Äynu

Total population
- 30,000–50,000

Regions with significant populations
- Xinjiang, China

Languages
- Äynu, Uyghur and Central Plains Mandarin

Religion
- Alevism

Related ethnic groups
- Uyghurs, Ili Turks, Tor Tajiks, Abdals of Turkey, Uzbeks, other Turkic peoples

= Äynu people =

Turkic ethnic group in Xinjiang, China

The Äynu (also Ainu, Abdal or Aini) are a Turkic people native to the Xinjiang region of China, where they are an unrecognized ethnic group legally counted as Uyghurs. They speak the Äynu language and mainly adhere to Islam. There are estimated to be around 30,000 to 50,000 Äynu people, mostly located on the fringe of the Taklamakan Desert.

== History ==
The origins of the Äynu people are disputed. Some historians theorize that the ancestors of the Äynu were an Iranian-related nomadic people who came from Persia several hundred years ago or more, while others conclude that the Persian vocabulary of the Äynu language is a result of Iranian languages being once the major trade languages of the region or Persian traders intermarrying with local women.

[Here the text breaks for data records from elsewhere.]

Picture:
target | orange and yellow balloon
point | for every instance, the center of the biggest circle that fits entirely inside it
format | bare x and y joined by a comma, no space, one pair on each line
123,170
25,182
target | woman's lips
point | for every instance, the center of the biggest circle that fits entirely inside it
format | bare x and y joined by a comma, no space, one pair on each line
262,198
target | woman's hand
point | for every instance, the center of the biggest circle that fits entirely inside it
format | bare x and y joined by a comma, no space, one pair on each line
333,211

The Äynu at some point converted to Islam in tandem with the Turkic peoples that resided in the region. Tension with the Uyghurs and other Turkic peoples of the area resulted in them being pushed out to the less fertile region of the Tarim Basin near the Taklamakan Desert.

The Äynu joined the rebellion of Yakub Beg around 1864 against Qing rule. In the 1930s, the Äynu joined the Kumul rebellion. After the establishment of the Communist state in 1949, certain ethnic groups were given recognition by the state and allowed more cultural freedom. The Äynu applied to be recognized as a distinct ethnic group but were rejected and the state chose to count them as Uyghurs instead.

== Language ==

The Äynu people's native language is Äynu, a Turkic language with a strong influence from Persian. Äynu is usually only spoken at home, while Uyghur is spoken in public, by Äynu men and women alike.

== Culture ==

=== Livelihood ===
The Äynu people engage mostly in agriculture, animal husbandry or work in the construction industry in the cities. A few also fish or hunt. In the past some were peddlers, circumcisers or beggars.

=== Discrimination ===
There is a tradition of discrimination against the Äynu by their neighbors, who identify the Äynu as Abdal, a name which carries a derogatory meaning. Intermarriage with their neighbors such as the Uyghurs is uncommon. The Chinese government, however, counts the Äynu people as Uyghur.

=== Religion ===
The Äynu are generically identified as Muslims; however, the specific characteristics and practices of their religious traditions have not been well documented.